In summary, this study reported for the first time the association of MMP2 rs2285053, MMP8 rs1940475, and MMP3 rs679620 SNPs with poor clinical outcomes in patients with GA. The unfavorable effects of these SNPs on clinical outcomes may directly result from their structural–functional differences. Additional studies with a larger patient population are needed to confirm this correlation.

MATERIALS AND METHODS

Study population and treatment

A total of 254 GA patients with resectable adenocarcinoma and who underwent post-operative chemotherapy were prospectively recruited between 2006 and 2011 at Fujian Provincial Hospital.
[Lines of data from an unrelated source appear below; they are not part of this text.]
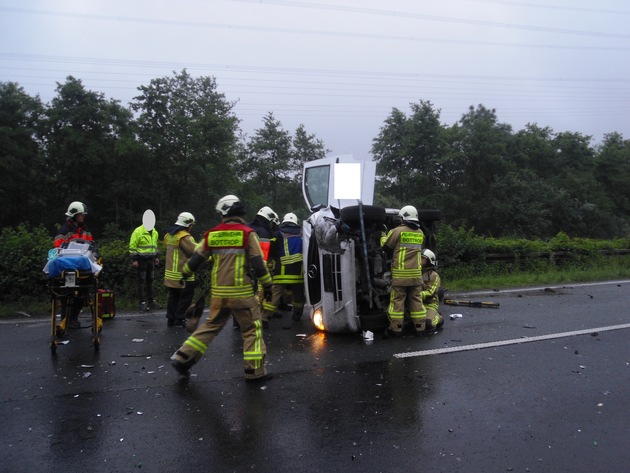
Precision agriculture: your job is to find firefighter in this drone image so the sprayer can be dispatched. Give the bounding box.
[381,205,427,337]
[53,201,94,248]
[129,212,160,312]
[53,201,94,329]
[164,212,197,327]
[171,195,271,381]
[263,212,305,322]
[248,206,280,328]
[421,249,444,331]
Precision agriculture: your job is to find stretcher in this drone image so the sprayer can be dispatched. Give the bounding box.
[44,244,103,354]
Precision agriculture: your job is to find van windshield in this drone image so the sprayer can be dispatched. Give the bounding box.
[304,164,330,209]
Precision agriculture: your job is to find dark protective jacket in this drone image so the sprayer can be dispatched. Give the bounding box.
[164,225,197,289]
[382,222,424,286]
[53,219,94,248]
[271,222,304,284]
[248,215,273,261]
[182,217,271,308]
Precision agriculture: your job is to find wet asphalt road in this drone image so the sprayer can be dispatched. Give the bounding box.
[0,281,630,473]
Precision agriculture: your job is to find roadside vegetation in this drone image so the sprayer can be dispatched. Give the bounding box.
[0,70,630,316]
[0,225,630,317]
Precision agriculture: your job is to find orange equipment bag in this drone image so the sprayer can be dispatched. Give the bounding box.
[96,289,116,319]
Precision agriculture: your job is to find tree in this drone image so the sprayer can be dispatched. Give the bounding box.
[131,70,239,227]
[372,100,443,206]
[0,82,49,227]
[44,76,133,234]
[241,112,295,212]
[593,133,630,237]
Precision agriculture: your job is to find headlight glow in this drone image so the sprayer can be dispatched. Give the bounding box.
[313,307,325,330]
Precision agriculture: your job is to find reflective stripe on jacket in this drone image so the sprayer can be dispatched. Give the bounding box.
[421,268,441,310]
[53,219,94,248]
[129,225,158,261]
[273,223,304,284]
[383,224,424,286]
[197,217,271,299]
[164,229,196,288]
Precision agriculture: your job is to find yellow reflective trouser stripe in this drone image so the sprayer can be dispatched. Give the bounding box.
[234,254,245,286]
[184,336,208,355]
[258,273,271,286]
[263,301,278,312]
[273,274,304,284]
[387,299,405,319]
[243,320,263,369]
[164,270,195,281]
[392,248,407,272]
[280,253,302,265]
[409,309,427,319]
[392,268,422,279]
[212,284,254,298]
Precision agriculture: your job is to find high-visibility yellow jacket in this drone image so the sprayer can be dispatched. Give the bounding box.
[272,223,304,284]
[189,217,271,308]
[164,228,197,288]
[129,225,159,261]
[382,224,424,286]
[421,267,441,310]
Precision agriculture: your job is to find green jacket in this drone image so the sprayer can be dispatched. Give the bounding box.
[129,225,159,261]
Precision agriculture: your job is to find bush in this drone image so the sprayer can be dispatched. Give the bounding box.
[0,224,52,302]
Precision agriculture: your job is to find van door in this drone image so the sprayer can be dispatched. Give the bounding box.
[302,155,376,210]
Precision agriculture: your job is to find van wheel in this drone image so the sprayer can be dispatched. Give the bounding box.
[339,205,385,228]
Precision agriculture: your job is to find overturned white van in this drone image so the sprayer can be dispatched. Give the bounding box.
[302,155,441,332]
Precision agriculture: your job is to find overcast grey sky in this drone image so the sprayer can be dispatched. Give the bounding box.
[0,0,630,159]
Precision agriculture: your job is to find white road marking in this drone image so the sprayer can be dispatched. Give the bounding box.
[394,324,630,358]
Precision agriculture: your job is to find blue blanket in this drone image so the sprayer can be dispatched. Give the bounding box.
[48,255,92,278]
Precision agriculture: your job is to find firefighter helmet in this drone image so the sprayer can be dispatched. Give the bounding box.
[175,212,195,227]
[422,249,437,266]
[282,212,298,225]
[258,205,280,224]
[66,201,87,217]
[216,194,241,217]
[398,205,418,223]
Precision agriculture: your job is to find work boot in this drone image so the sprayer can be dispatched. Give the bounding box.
[149,299,162,310]
[171,350,195,377]
[68,315,81,330]
[186,317,199,333]
[171,360,190,377]
[245,372,273,383]
[291,308,304,322]
[383,328,402,339]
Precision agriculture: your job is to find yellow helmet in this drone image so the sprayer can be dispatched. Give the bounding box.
[175,212,195,227]
[66,201,87,217]
[398,205,418,223]
[215,194,241,216]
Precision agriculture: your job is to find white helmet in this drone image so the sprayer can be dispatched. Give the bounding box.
[175,212,195,227]
[66,201,87,217]
[421,250,437,266]
[258,205,280,225]
[398,205,418,223]
[216,194,241,216]
[282,212,298,225]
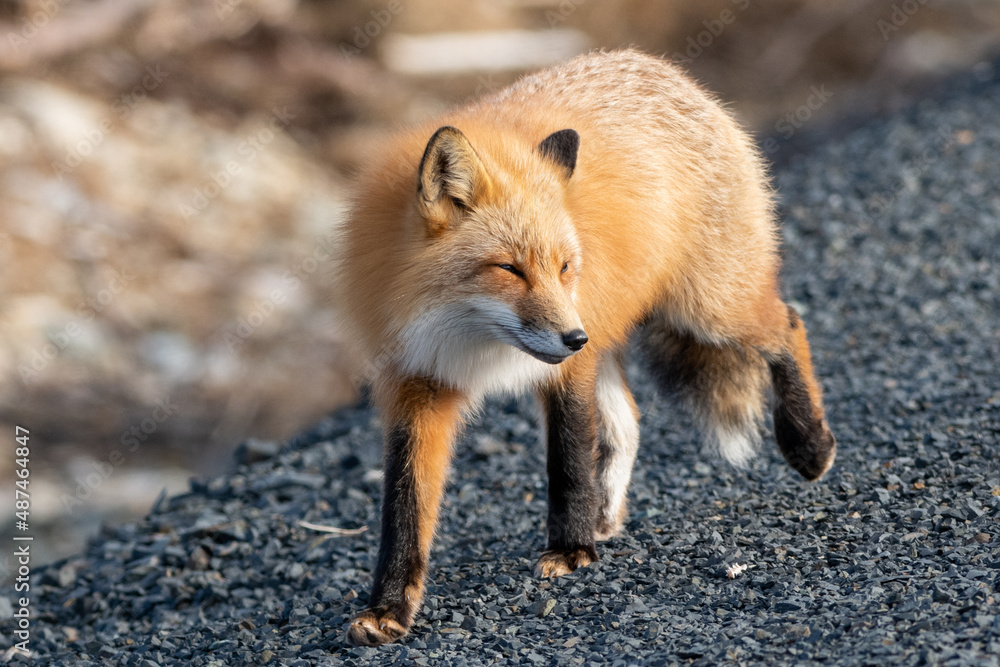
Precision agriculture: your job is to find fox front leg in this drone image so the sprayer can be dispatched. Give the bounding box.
[535,373,598,577]
[347,380,462,646]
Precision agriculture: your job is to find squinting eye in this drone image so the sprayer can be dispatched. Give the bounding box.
[497,264,524,278]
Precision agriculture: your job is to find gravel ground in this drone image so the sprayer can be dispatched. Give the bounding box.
[0,61,1000,667]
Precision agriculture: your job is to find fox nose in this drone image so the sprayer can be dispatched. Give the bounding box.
[563,329,590,352]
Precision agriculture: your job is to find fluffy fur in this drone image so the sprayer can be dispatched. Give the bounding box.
[336,51,835,644]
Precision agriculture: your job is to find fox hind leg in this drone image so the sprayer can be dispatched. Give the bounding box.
[642,322,770,465]
[594,352,639,540]
[767,306,837,480]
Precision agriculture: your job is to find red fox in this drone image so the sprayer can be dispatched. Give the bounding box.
[335,50,836,645]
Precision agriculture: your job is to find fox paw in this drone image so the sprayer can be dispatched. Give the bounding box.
[347,607,409,646]
[535,547,598,579]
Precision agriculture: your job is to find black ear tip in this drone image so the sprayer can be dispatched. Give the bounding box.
[538,129,580,177]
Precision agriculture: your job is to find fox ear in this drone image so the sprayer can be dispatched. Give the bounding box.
[538,130,580,178]
[417,125,490,236]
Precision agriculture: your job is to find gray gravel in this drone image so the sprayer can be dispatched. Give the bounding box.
[0,67,1000,667]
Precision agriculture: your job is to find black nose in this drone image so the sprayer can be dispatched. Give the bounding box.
[563,329,590,352]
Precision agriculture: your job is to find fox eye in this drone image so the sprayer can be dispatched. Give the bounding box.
[497,264,524,278]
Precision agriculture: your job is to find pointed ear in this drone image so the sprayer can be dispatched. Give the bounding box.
[417,125,490,236]
[538,130,580,178]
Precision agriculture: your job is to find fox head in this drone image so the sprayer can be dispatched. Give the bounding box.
[398,126,587,364]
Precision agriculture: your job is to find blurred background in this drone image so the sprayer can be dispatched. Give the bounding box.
[0,0,1000,562]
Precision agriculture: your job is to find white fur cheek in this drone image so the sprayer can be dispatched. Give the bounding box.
[397,304,557,400]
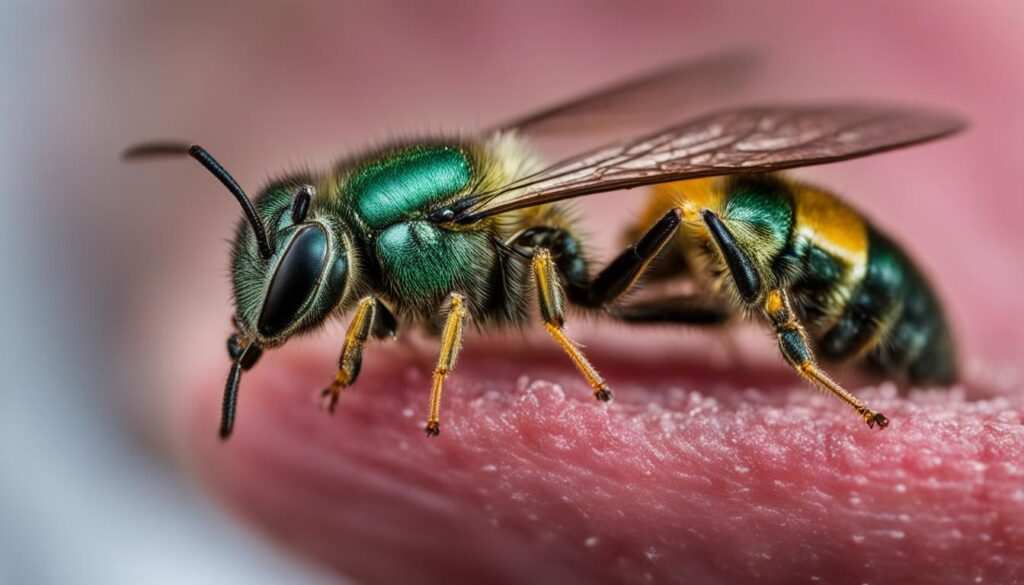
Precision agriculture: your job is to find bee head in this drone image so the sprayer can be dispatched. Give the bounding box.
[231,180,353,347]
The follow-up period ended in March, 2016. The inclusion criteria were: age ≥18 years, received partial or total gastrectomy without major surgical complication(s), no history of other malignant tumors 5 years prior to gastric cancer, and no serious clinical infection(s). Chemotherapy was prescribed according to the National Comprehensive Cancer Network guideline. All patients were treated with two to five cycles of chemotherapy.

Clinical data collection

Tumor-node-metastasis (TNM) stage based on clinical information and histopathologic examination was determined in patients using the American Joint Commission on Cancer Staging Manual. Patients were followed up every 6 months and the check-up included physical examination, blood work (particularly for serum tumor markers carcinoembryonic antigen, cancer antigen 125 [CA125], CA19-9, and CA724), abdominal ultrasonography, and chest x-ray or chest computed tomography. Gastric endoscopy was performed once a year. Computed tomography or magnetic resonance imaging was ordered if there was suspicion of metastasis. The diagnosis of recurrence was based on imaging studies, endoscopy, biopsy, or surgery. The mean follow-up time was 58 months. The study was approved by the ethics committee of Fujian Provincial Hospital. Investigators were blinded to the patient’s genotype status.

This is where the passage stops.